I'm not sure if these considerations would change how aging research looks from an EA perspective. It's one of the many "rounding errors" that could be considered as side effects, besides the main purpose of buying QALYs and freedom. Moreover, all of these additional considerations, both positive and negative, might be made irrelevant by new disrupting tech and societal/political/organisational change. Examples: cognitive enhancements, AI, research funding management.
I'm not sure if there's a definite answer about how much cognitive decline influences this kind of stuff, but I wouldn't be surprised if "being stuck in old ways" or not being able to understand new developments and innovate are symptoms of neurological old age more than accumulated bias.
There are also other factors that are less related to aging (but which could still benefit from rejuvenation) that play into how superstar researchers hinder the careers of younger scientists (see Gavintaylor's comment). These problems, though, don't need people to die in order to be solved. Organisational improvements would be sufficient.
Putting aside the really bad consequences of a world without life extension (people dying all the time, even when they don't want to), how might a world with life-extension technology redefine the meaning of "too long"?
The classic archetype of an "aging star scientist" shows someone getting older and "stuck in their ways", not coming up with brilliant new ideas or collaborating well with younger researchers. But if new technology increases the length of a person's academic career overall, is it not also likely to increase the length of their productive career? To increase their healthspan (intellect included), rather than only their lifespan? Getting more years out of a brilliant mind seems very valuable.
Is intellect healthspan the problem? Would increasing neuroplasticity help?
People develop biases over their lives which will affect their work. You might call some of these biases wisdom or expertise or crystallized intelligence. Researchers develop tools and intuitions that will come to serve them well, so they'll learn to rely on them. And then they start to rely on them too much. Is this a failure of neuroplasticity, or just something that happens when people work in a given field for a long time?
I think a lot of this comes down to social factors rather than star scientist's productivity decreasing with age.
At least in neuroscience, and probably in the life sciences more broadly, PIs who are very influential in a subfield (or who start a new one) tend to be the go to people for a topic and often become the gatekeepers, so work on that topic is generally done in collaboration with them.
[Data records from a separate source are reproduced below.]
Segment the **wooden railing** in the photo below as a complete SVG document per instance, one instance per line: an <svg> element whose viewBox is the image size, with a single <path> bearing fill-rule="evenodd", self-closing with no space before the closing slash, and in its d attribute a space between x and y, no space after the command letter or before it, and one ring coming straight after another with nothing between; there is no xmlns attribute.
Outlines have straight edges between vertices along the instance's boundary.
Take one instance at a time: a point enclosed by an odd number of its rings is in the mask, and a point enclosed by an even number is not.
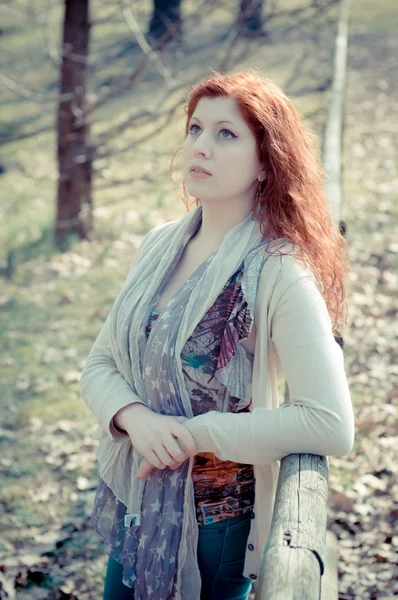
<svg viewBox="0 0 398 600"><path fill-rule="evenodd" d="M331 214L340 220L341 146L347 63L349 0L341 0L331 103L323 138ZM339 341L343 347L342 340ZM287 401L288 389L285 391ZM256 600L337 600L338 543L327 531L329 462L290 454L281 460L270 535L263 548Z"/></svg>
<svg viewBox="0 0 398 600"><path fill-rule="evenodd" d="M290 454L282 459L256 600L320 598L327 500L327 458Z"/></svg>

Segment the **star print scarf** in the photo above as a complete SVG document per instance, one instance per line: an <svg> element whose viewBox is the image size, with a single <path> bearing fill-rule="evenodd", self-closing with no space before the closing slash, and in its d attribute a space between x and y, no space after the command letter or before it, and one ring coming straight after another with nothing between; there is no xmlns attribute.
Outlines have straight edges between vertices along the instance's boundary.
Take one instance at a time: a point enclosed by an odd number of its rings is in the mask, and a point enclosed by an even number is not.
<svg viewBox="0 0 398 600"><path fill-rule="evenodd" d="M263 240L253 212L230 229L220 247L183 285L146 338L151 310L184 247L201 224L199 205L154 232L144 255L133 263L108 317L117 369L147 406L164 415L193 417L184 383L181 351L197 324L248 252ZM127 507L129 552L123 581L135 600L199 600L198 524L191 471L194 457L177 470L153 469L134 480L142 455L130 440L102 440L100 475Z"/></svg>

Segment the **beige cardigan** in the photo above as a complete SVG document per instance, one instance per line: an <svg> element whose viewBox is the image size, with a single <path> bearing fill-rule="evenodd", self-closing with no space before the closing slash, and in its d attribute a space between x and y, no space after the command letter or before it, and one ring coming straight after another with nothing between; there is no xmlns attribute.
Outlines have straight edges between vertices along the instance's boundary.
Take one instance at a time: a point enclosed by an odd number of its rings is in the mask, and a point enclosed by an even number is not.
<svg viewBox="0 0 398 600"><path fill-rule="evenodd" d="M270 257L260 277L255 322L251 412L211 411L184 423L199 452L254 465L255 518L244 570L254 581L269 535L280 460L293 453L345 456L355 436L343 352L310 270L292 256ZM280 406L283 376L290 398Z"/></svg>
<svg viewBox="0 0 398 600"><path fill-rule="evenodd" d="M150 232L151 234L152 232ZM145 242L145 240L144 240ZM142 243L139 252L145 245ZM270 256L256 298L257 338L249 413L210 411L187 419L198 452L254 465L254 518L244 574L254 582L272 519L280 460L292 453L344 456L354 443L354 414L344 371L319 282L291 255ZM102 436L126 439L112 425L116 412L140 401L112 366L106 327L86 364L81 392ZM290 400L280 405L285 376Z"/></svg>

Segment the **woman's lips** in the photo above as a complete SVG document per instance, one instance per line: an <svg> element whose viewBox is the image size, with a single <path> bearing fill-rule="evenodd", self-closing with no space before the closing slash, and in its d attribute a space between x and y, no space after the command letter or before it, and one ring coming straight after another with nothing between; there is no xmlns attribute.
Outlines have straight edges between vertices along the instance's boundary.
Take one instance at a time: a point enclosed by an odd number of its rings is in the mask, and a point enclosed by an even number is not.
<svg viewBox="0 0 398 600"><path fill-rule="evenodd" d="M189 174L191 175L191 177L193 177L193 179L206 179L206 177L211 177L209 173L203 173L203 171L189 171Z"/></svg>

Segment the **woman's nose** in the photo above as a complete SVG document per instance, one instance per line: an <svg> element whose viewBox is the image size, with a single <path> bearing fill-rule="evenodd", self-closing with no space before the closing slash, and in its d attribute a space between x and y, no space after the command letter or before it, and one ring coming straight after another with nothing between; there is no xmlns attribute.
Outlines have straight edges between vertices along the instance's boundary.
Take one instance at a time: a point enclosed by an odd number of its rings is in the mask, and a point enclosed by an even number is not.
<svg viewBox="0 0 398 600"><path fill-rule="evenodd" d="M205 156L206 158L210 157L210 150L208 148L198 147L195 148L195 156Z"/></svg>
<svg viewBox="0 0 398 600"><path fill-rule="evenodd" d="M210 154L210 141L202 134L195 140L194 150L196 153L208 156Z"/></svg>
<svg viewBox="0 0 398 600"><path fill-rule="evenodd" d="M205 156L206 158L209 157L209 152L206 152L205 150L195 150L195 156Z"/></svg>

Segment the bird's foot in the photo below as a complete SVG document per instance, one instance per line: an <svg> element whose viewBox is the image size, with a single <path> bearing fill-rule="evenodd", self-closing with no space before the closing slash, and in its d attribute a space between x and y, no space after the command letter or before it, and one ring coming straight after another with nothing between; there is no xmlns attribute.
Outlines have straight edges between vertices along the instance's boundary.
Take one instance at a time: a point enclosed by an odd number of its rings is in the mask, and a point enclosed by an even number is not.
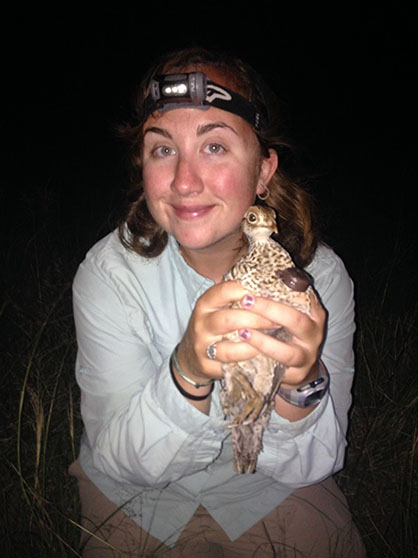
<svg viewBox="0 0 418 558"><path fill-rule="evenodd" d="M251 457L248 459L235 457L234 458L234 471L238 474L248 474L255 473L257 465L257 457Z"/></svg>
<svg viewBox="0 0 418 558"><path fill-rule="evenodd" d="M240 373L233 374L228 387L230 388L230 400L234 403L240 402L241 404L245 404L242 411L235 414L230 426L233 427L237 424L251 424L257 420L264 407L264 396L257 393L249 380Z"/></svg>

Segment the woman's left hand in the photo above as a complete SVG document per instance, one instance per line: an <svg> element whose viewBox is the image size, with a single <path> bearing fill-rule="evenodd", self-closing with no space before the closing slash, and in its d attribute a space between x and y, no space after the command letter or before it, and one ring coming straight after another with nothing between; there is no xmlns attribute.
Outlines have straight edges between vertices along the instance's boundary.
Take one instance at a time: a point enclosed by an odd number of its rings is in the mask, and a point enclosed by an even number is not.
<svg viewBox="0 0 418 558"><path fill-rule="evenodd" d="M249 306L247 301L245 308L285 327L291 340L278 341L256 329L241 331L242 340L254 348L252 356L264 353L287 367L283 387L292 388L305 383L318 361L327 317L325 309L313 293L310 295L310 316L285 303L263 297L253 298L253 305Z"/></svg>

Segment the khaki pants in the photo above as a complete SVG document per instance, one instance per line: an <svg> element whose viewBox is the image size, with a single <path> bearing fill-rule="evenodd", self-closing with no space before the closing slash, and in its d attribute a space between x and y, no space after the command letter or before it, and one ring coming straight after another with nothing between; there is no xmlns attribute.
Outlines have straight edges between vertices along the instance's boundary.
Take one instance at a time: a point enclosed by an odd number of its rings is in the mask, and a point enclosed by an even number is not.
<svg viewBox="0 0 418 558"><path fill-rule="evenodd" d="M75 462L82 524L95 536L82 535L84 558L273 558L366 556L347 501L334 479L295 490L275 510L231 542L200 506L172 549L143 531L110 502Z"/></svg>

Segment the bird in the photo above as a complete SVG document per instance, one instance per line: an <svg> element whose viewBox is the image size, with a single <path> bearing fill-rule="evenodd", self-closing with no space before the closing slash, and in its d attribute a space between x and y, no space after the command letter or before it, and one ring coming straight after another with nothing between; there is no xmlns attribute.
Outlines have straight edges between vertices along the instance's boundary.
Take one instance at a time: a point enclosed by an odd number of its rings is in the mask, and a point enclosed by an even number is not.
<svg viewBox="0 0 418 558"><path fill-rule="evenodd" d="M239 281L249 293L289 304L310 314L311 276L297 268L288 251L271 238L278 234L276 212L268 206L250 206L242 220L248 251L224 275L224 281ZM241 307L239 302L231 307ZM290 333L278 326L264 333L289 341ZM242 341L237 331L224 336ZM271 357L258 354L245 361L222 363L220 400L231 429L236 473L254 473L263 449L263 434L274 407L286 367Z"/></svg>

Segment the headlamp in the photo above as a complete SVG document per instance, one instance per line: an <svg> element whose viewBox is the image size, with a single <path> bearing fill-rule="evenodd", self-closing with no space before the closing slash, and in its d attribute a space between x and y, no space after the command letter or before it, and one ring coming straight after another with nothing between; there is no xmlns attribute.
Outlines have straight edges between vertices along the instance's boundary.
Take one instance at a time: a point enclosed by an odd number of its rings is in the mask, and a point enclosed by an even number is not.
<svg viewBox="0 0 418 558"><path fill-rule="evenodd" d="M202 72L166 74L151 80L150 92L144 101L144 116L154 111L176 108L207 110L216 107L237 114L256 130L266 126L266 113L261 113L242 95L211 81Z"/></svg>

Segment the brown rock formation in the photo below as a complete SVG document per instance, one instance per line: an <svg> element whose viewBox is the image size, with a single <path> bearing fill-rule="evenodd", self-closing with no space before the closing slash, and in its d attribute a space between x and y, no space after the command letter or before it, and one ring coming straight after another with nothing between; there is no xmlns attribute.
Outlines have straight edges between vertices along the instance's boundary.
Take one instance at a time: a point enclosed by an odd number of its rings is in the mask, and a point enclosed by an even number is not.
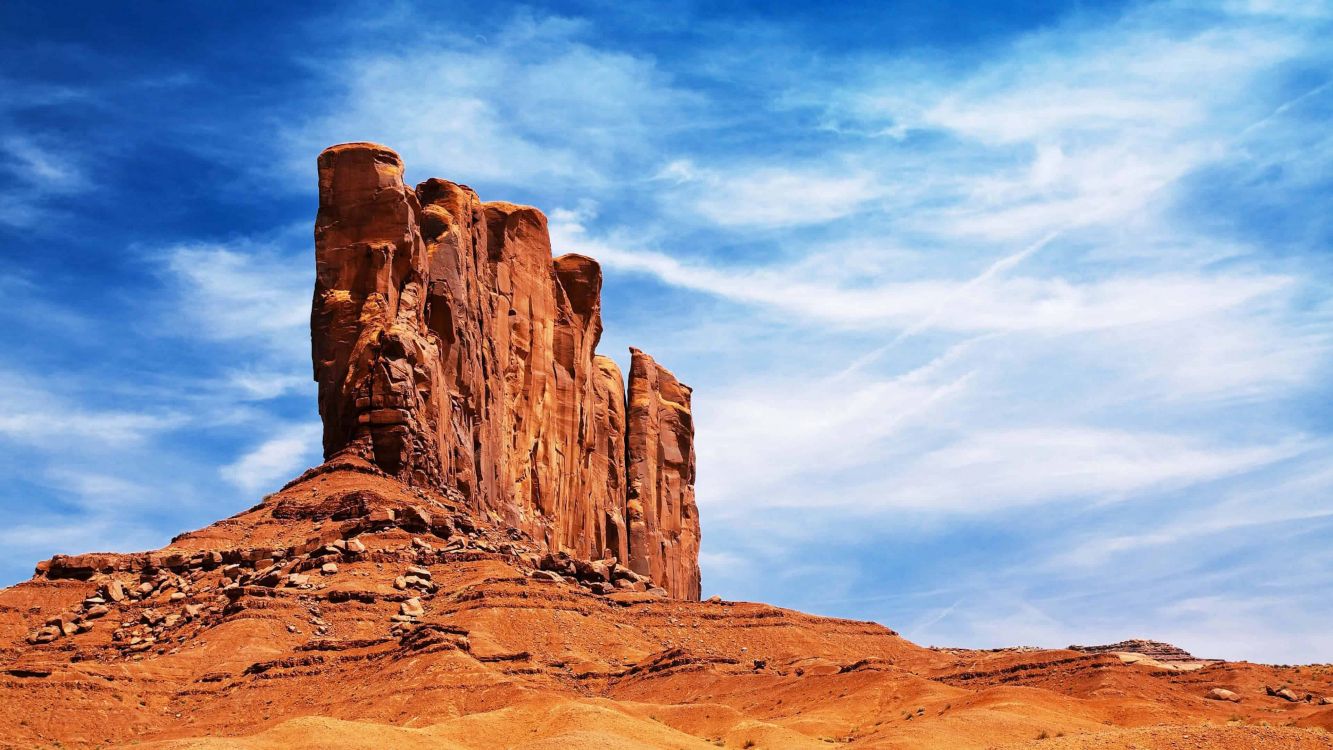
<svg viewBox="0 0 1333 750"><path fill-rule="evenodd" d="M699 598L689 388L635 351L630 418L596 355L601 269L546 217L369 143L319 158L311 314L326 458L356 456L554 550ZM626 467L626 456L630 463Z"/></svg>
<svg viewBox="0 0 1333 750"><path fill-rule="evenodd" d="M699 512L694 505L690 388L631 349L629 372L630 567L699 598Z"/></svg>
<svg viewBox="0 0 1333 750"><path fill-rule="evenodd" d="M1209 659L1199 659L1190 652L1179 646L1173 646L1170 643L1161 641L1150 641L1142 638L1132 638L1119 643L1108 643L1103 646L1070 646L1070 651L1082 651L1089 654L1142 654L1154 661L1164 664L1173 664L1177 662L1204 662Z"/></svg>

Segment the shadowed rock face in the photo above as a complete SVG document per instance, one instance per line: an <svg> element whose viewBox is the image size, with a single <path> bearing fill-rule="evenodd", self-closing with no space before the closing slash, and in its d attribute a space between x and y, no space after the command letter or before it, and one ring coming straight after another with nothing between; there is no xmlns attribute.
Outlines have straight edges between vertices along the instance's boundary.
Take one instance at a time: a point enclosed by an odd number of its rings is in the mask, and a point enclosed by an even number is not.
<svg viewBox="0 0 1333 750"><path fill-rule="evenodd" d="M627 412L619 368L596 355L597 262L553 259L534 208L402 178L383 146L319 157L325 457L455 489L552 550L615 556L697 599L689 388L635 350Z"/></svg>

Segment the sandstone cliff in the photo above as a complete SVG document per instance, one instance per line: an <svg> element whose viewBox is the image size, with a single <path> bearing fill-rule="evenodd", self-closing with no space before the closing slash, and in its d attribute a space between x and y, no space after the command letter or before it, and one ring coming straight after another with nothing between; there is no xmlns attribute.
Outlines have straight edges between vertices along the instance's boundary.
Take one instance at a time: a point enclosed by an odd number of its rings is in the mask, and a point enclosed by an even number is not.
<svg viewBox="0 0 1333 750"><path fill-rule="evenodd" d="M370 143L319 157L311 312L326 458L355 456L576 557L699 598L690 390L596 354L601 269L546 217L403 184ZM609 550L609 552L608 552Z"/></svg>

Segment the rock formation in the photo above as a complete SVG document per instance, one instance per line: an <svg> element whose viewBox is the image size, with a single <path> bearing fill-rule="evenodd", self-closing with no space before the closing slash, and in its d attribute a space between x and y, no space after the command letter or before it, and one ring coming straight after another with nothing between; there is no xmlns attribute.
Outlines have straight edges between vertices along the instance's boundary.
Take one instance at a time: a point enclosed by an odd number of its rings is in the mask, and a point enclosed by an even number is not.
<svg viewBox="0 0 1333 750"><path fill-rule="evenodd" d="M408 188L370 143L320 155L315 249L326 458L456 490L552 551L699 598L690 390L634 350L627 407L596 354L596 261L553 259L537 209Z"/></svg>
<svg viewBox="0 0 1333 750"><path fill-rule="evenodd" d="M1089 654L1142 654L1153 661L1163 664L1175 663L1195 663L1206 662L1209 659L1200 659L1179 646L1173 646L1170 643L1161 641L1150 641L1143 638L1132 638L1119 643L1108 643L1103 646L1070 646L1070 651L1082 651Z"/></svg>

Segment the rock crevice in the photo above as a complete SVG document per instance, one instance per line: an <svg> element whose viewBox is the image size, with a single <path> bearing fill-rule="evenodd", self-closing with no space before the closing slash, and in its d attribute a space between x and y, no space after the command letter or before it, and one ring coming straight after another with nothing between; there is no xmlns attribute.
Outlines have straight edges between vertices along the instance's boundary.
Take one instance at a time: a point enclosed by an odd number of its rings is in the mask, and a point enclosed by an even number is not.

Junior scientists (even ones trained by that PI) will usually try to establish a unique research focus that avoids conflict with the exisiting star PIs, even if that means they end up working in a less promising area.
I haven't read the linked paper, but I assume that one factor leading to increase in productivity is simply an increase in good people working in a promising research field where the gatekeeper was removed. In principle, this doesn't need the death of a star scientist to achieve.